# Chapman Screenwriting vs. NYU Dramatic Writing?



## oliviaaa (Mar 31, 2020)

I got accepted into both Screenwriting at Chapman University and Dramatic Writing at NYU (yay!) but I'm super torn between the two. I'm leaning towards NYU because of their great reputation in the industry, large alumni network, and location in a city I love BUT Chapman has a great film school with closer proximity to LA so they might have a networking advantage. Although they have great facilities, I don't know if they can match NYU academically and quality-wise in terms of scripts as NYU is more selective. While I have the ability to pay for both, Chapman did give me a $20K scholarship which is another reason why I'm so conflicted.

If anyone that attends either of these programs could offer advice that would be great! Even if you don't go to either of these schools I'd love any input at all.


----------



## fugghetabahdit (Apr 1, 2020)

The $20k scholarship! Congrats!!!


----------



## jwel98 (Apr 1, 2020)

oliviaaa said:


> I got accepted into both Screenwriting at Chapman University and Dramatic Writing at NYU (yay!) but I'm super torn between the two. I'm leaning towards NYU because of their great reputation in the industry, large alumni network, and location in a city I love BUT Chapman has a great film school with closer proximity to LA so they might have a networking advantage. Although they have great facilities, I don't know if they can match NYU academically and quality-wise in terms of scripts as NYU is more selective. While I have the ability to pay for both, Chapman did give me a $20K scholarship which is another reason why I'm so conflicted.
> 
> If anyone that attends either of these programs could offer advice that would be great! Even if you don't go to either of these schools I'd love any input at all.





oliviaaa said:


> I got accepted into both Screenwriting at Chapman University and Dramatic Writing at NYU (yay!) but I'm super torn between the two. I'm leaning towards NYU because of their great reputation in the industry, large alumni network, and location in a city I love BUT Chapman has a great film school with closer proximity to LA so they might have a networking advantage. Although they have great facilities, I don't know if they can match NYU academically and quality-wise in terms of scripts as NYU is more selective. While I have the ability to pay for both, Chapman did give me a $20K scholarship which is another reason why I'm so conflicted.
> 
> If anyone that attends either of these programs could offer advice that would be great! Even if you don't go to either of these schools I'd love any input at all.

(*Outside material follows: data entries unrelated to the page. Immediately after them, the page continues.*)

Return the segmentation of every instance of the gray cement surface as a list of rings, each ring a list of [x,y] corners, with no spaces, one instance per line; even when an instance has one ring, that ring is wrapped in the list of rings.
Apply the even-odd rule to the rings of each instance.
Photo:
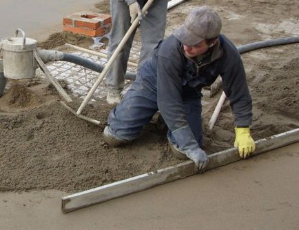
[[[298,164],[297,143],[68,214],[61,191],[1,193],[0,229],[297,230]]]

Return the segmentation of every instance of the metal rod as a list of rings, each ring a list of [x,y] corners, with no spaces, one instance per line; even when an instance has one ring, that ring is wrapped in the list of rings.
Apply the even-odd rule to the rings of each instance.
[[[54,77],[51,75],[51,73],[48,70],[47,66],[45,66],[45,64],[43,63],[43,60],[41,59],[41,57],[39,56],[39,54],[37,53],[37,50],[33,50],[33,56],[34,57],[35,59],[37,60],[37,63],[39,65],[39,67],[43,71],[45,76],[49,79],[50,82],[52,83],[52,84],[56,88],[56,89],[58,90],[58,92],[60,93],[62,97],[67,102],[72,102],[72,98],[70,97],[70,95],[65,92],[65,90],[61,86],[59,83],[54,78]]]

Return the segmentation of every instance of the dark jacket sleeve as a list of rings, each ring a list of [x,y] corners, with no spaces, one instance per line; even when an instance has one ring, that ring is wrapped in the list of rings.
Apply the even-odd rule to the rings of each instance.
[[[252,100],[240,56],[232,44],[225,46],[226,61],[220,72],[223,90],[229,99],[236,126],[249,126],[252,123]]]
[[[183,57],[174,41],[165,41],[157,59],[158,108],[172,131],[187,125],[182,99]]]

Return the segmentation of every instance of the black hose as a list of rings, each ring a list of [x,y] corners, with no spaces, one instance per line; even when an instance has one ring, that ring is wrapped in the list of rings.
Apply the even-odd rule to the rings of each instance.
[[[258,42],[254,42],[246,45],[243,45],[240,46],[238,46],[237,49],[240,54],[251,51],[254,50],[262,48],[266,48],[266,47],[270,47],[270,46],[279,46],[279,45],[287,45],[287,44],[291,44],[294,43],[298,43],[299,42],[299,37],[287,37],[287,38],[282,38],[282,39],[269,39],[265,40],[263,41],[258,41]],[[45,55],[47,56],[47,55]],[[76,64],[78,64],[79,66],[82,66],[83,67],[87,68],[92,70],[101,73],[104,68],[104,67],[94,61],[87,60],[86,59],[84,59],[83,57],[81,57],[79,56],[70,54],[67,52],[63,52],[63,57],[58,57],[58,59],[65,61],[69,61],[72,62]],[[52,57],[51,57],[52,58]],[[56,59],[56,60],[58,60]],[[2,60],[1,60],[2,61]],[[54,60],[52,60],[54,61]],[[2,64],[2,63],[1,63]],[[7,79],[3,75],[3,66],[1,66],[1,71],[0,71],[0,96],[1,94],[3,94],[5,86],[6,85]],[[136,79],[136,73],[127,72],[125,75],[125,79],[129,80],[134,80]]]
[[[94,61],[68,52],[63,52],[63,55],[61,61],[72,62],[98,73],[101,73],[104,69],[104,66]],[[125,79],[134,80],[136,79],[136,74],[127,72],[125,75]]]

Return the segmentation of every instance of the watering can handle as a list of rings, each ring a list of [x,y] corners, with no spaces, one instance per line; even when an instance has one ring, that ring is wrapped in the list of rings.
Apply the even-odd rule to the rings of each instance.
[[[22,37],[23,37],[22,50],[23,50],[25,48],[25,44],[26,42],[26,37],[25,37],[25,32],[23,30],[21,30],[20,28],[17,28],[16,30],[16,37],[18,36],[18,32],[20,32],[22,34]]]

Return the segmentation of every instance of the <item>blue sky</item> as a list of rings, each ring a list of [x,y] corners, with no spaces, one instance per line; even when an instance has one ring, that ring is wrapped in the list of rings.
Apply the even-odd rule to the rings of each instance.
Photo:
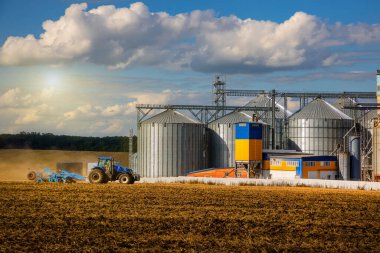
[[[127,135],[136,103],[210,104],[215,74],[234,89],[374,91],[379,9],[374,0],[1,0],[0,132]]]

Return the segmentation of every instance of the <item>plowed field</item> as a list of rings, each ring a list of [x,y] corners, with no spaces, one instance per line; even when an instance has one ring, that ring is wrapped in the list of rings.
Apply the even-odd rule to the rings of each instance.
[[[0,183],[0,251],[380,252],[380,192]]]

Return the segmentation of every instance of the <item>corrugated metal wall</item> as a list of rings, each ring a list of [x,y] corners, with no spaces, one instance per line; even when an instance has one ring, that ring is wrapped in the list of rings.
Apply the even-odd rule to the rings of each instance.
[[[330,155],[352,126],[348,119],[290,119],[289,149]]]
[[[142,177],[176,177],[206,166],[202,124],[141,123],[138,172]]]

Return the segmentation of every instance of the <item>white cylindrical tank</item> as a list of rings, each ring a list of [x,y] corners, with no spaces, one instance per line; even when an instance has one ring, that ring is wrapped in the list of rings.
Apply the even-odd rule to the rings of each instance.
[[[289,118],[289,148],[331,155],[354,121],[322,99],[315,99]]]
[[[372,136],[372,170],[373,179],[380,181],[380,120],[373,120]]]
[[[361,179],[361,166],[360,166],[360,137],[350,136],[348,138],[349,151],[351,156],[350,178],[351,180]]]
[[[204,124],[173,110],[138,126],[138,173],[142,177],[177,177],[206,168]]]

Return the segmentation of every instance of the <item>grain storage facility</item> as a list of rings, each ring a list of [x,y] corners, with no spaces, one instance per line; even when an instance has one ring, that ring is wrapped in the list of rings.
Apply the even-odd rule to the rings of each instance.
[[[330,155],[353,126],[352,118],[317,98],[289,118],[289,148]]]
[[[205,126],[166,110],[138,126],[138,172],[142,177],[176,177],[206,168]]]
[[[269,107],[272,106],[272,99],[266,95],[258,95],[254,97],[250,102],[248,102],[245,106],[263,106]],[[276,148],[284,149],[286,148],[287,140],[285,140],[285,113],[287,117],[290,117],[291,113],[289,111],[285,112],[285,109],[282,105],[276,103],[276,107],[278,107],[279,111],[276,111]],[[247,112],[251,113],[251,112]],[[271,125],[272,124],[272,112],[256,112],[259,118],[265,123]],[[270,146],[272,146],[272,138],[270,138]]]
[[[208,124],[210,129],[210,166],[226,168],[235,166],[235,133],[238,122],[249,122],[252,117],[244,112],[231,112]],[[263,149],[269,148],[270,127],[263,124]]]

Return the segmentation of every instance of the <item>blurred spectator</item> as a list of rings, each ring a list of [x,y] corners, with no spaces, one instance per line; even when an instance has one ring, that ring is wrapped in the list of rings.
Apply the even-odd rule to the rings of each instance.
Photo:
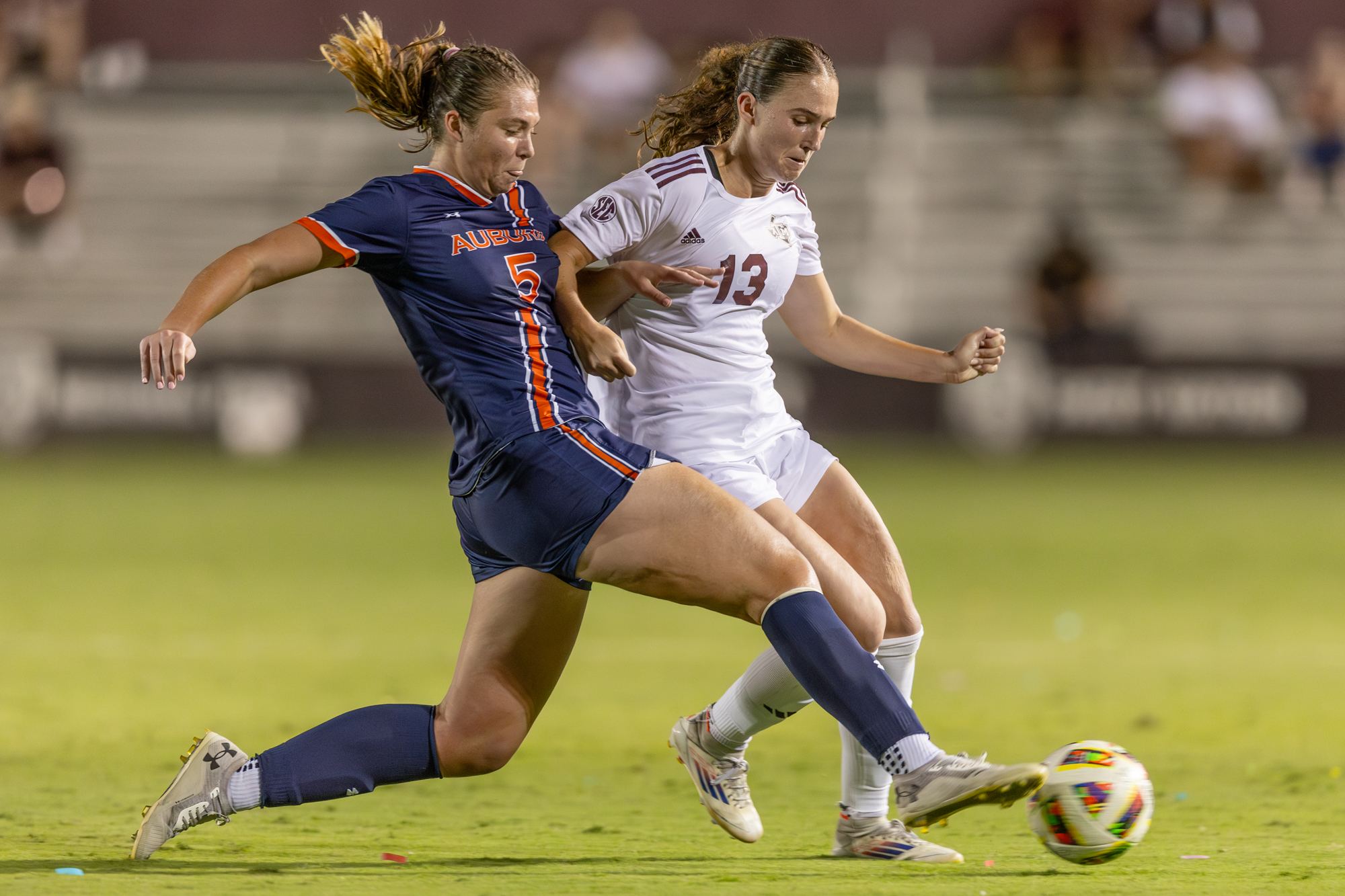
[[[74,87],[83,50],[83,0],[0,0],[0,79],[27,74]]]
[[[1057,213],[1052,241],[1033,272],[1033,305],[1056,365],[1126,365],[1139,361],[1075,217]]]
[[[77,249],[69,204],[66,151],[51,132],[39,85],[11,83],[0,102],[0,215],[8,222],[5,244],[35,241],[59,260]]]
[[[1313,62],[1303,85],[1303,118],[1309,137],[1305,155],[1329,199],[1336,172],[1345,157],[1345,34],[1325,31],[1317,38]]]
[[[1173,5],[1178,4],[1189,5],[1173,0]],[[1217,12],[1223,7],[1236,12],[1243,4],[1215,4],[1204,11]],[[1169,34],[1167,46],[1196,48],[1189,62],[1167,73],[1159,104],[1188,178],[1237,192],[1264,192],[1280,141],[1279,110],[1270,89],[1244,61],[1254,47],[1252,36],[1259,35],[1259,24],[1254,28],[1232,12],[1228,17],[1241,24],[1219,27],[1217,17],[1201,19],[1215,23],[1204,31],[1189,22],[1185,30],[1167,24],[1169,31],[1182,38],[1174,43]]]
[[[1213,47],[1245,62],[1262,40],[1260,16],[1250,0],[1159,0],[1154,30],[1173,62],[1189,62]]]
[[[667,52],[640,28],[633,13],[600,9],[588,34],[555,69],[555,93],[568,104],[588,141],[584,179],[597,188],[636,167],[639,140],[628,132],[650,114],[667,86]]]
[[[648,114],[668,79],[668,57],[640,28],[635,13],[600,9],[588,35],[565,51],[557,86],[585,121],[600,130],[625,132]]]
[[[1138,36],[1150,7],[1151,0],[1046,0],[1029,8],[1010,44],[1018,91],[1114,93],[1122,69],[1145,62]]]

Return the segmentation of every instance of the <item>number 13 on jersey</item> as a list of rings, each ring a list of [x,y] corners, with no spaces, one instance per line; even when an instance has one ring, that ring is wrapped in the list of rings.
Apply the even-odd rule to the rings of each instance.
[[[716,293],[714,301],[712,304],[720,304],[729,297],[729,291],[733,289],[733,278],[738,273],[738,257],[729,256],[720,262],[724,268],[724,274],[720,280],[720,292]],[[512,268],[510,268],[512,270]],[[752,253],[742,260],[742,273],[748,274],[746,287],[738,289],[733,293],[733,301],[740,305],[751,305],[765,289],[765,274],[769,268],[765,264],[765,256]]]

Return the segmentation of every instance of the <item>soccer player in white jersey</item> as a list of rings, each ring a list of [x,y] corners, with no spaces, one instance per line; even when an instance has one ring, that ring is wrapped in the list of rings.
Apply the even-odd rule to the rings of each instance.
[[[837,308],[807,199],[794,183],[820,147],[837,97],[830,58],[807,40],[710,50],[695,82],[660,98],[644,124],[654,161],[582,202],[551,238],[562,264],[557,311],[593,374],[604,421],[745,502],[807,556],[824,593],[850,596],[851,613],[874,613],[872,631],[884,638],[863,646],[909,701],[923,628],[901,557],[858,483],[785,412],[763,322],[779,311],[826,361],[923,382],[994,373],[1005,338],[982,327],[952,351],[936,351]],[[582,270],[596,258],[612,266]],[[660,283],[670,284],[666,293]],[[854,622],[858,630],[866,620]],[[738,839],[763,833],[746,786],[748,741],[808,702],[767,650],[720,700],[672,728],[670,745],[701,802]],[[905,825],[925,827],[978,802],[1007,805],[1014,782],[1037,768],[950,756],[929,744],[919,767],[897,778],[889,821],[893,778],[843,726],[841,739],[837,856],[962,861]],[[952,792],[933,783],[950,772],[976,786]]]

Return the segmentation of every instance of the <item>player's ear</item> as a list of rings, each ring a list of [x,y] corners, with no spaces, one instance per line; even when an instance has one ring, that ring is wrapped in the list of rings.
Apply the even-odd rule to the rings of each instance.
[[[444,136],[448,140],[456,143],[463,143],[463,116],[457,114],[457,109],[449,109],[444,114]]]
[[[746,90],[738,94],[738,118],[756,124],[756,97]]]

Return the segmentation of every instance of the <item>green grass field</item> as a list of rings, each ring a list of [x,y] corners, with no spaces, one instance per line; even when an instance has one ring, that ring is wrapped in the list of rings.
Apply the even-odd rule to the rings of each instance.
[[[1069,865],[1020,805],[931,831],[960,866],[833,860],[837,733],[816,708],[757,737],[767,835],[732,841],[664,737],[763,635],[599,588],[504,771],[245,813],[133,864],[140,806],[202,728],[257,752],[359,705],[436,702],[471,580],[443,449],[74,444],[0,459],[0,891],[1345,892],[1345,449],[1065,445],[985,465],[831,447],[911,569],[936,741],[1014,761],[1124,744],[1158,792],[1142,846]],[[1061,613],[1081,634],[1063,640]],[[52,873],[69,865],[86,876]]]

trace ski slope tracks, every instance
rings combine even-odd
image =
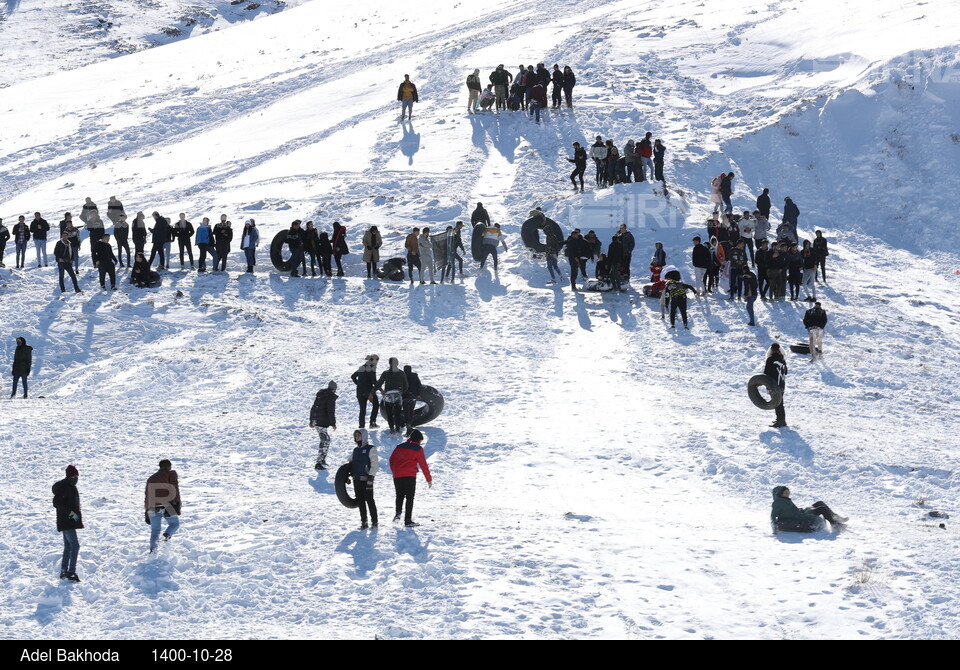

Congrats on getting accepted to two great programs! I have no personal connection to either one but it would be extremely hard for me to pass up going to NYU given how highly the film programs there are looked at and the success of many of their graduates.


----------



## Deborahevents (Feb 10, 2021)

oliviaaa said:


> I got accepted into both Screenwriting at Chapman University and Dramatic Writing at NYU (yay!) but I'm super torn between the two. I'm leaning towards NYU because of their great reputation in the industry, large alumni network, and location in a city I love BUT Chapman has a great film school with closer proximity to LA so they might have a networking advantage. Although they have great facilities, I don't know if they can match NYU academically and quality-wise in terms of scripts as NYU is more selective. While I have the ability to pay for both, Chapman did give me a $20K scholarship which is another reason why I'm so conflicted.
> 
> If anyone that attends either of these programs could offer advice that would be great! Even if you don't go to either of these schools I'd love any input at all.


May I ask where you decided to go? Would love any insight you are willing to share. Any suggestions even in the application process. Applying Fall 2021 for Fall 2022.


----------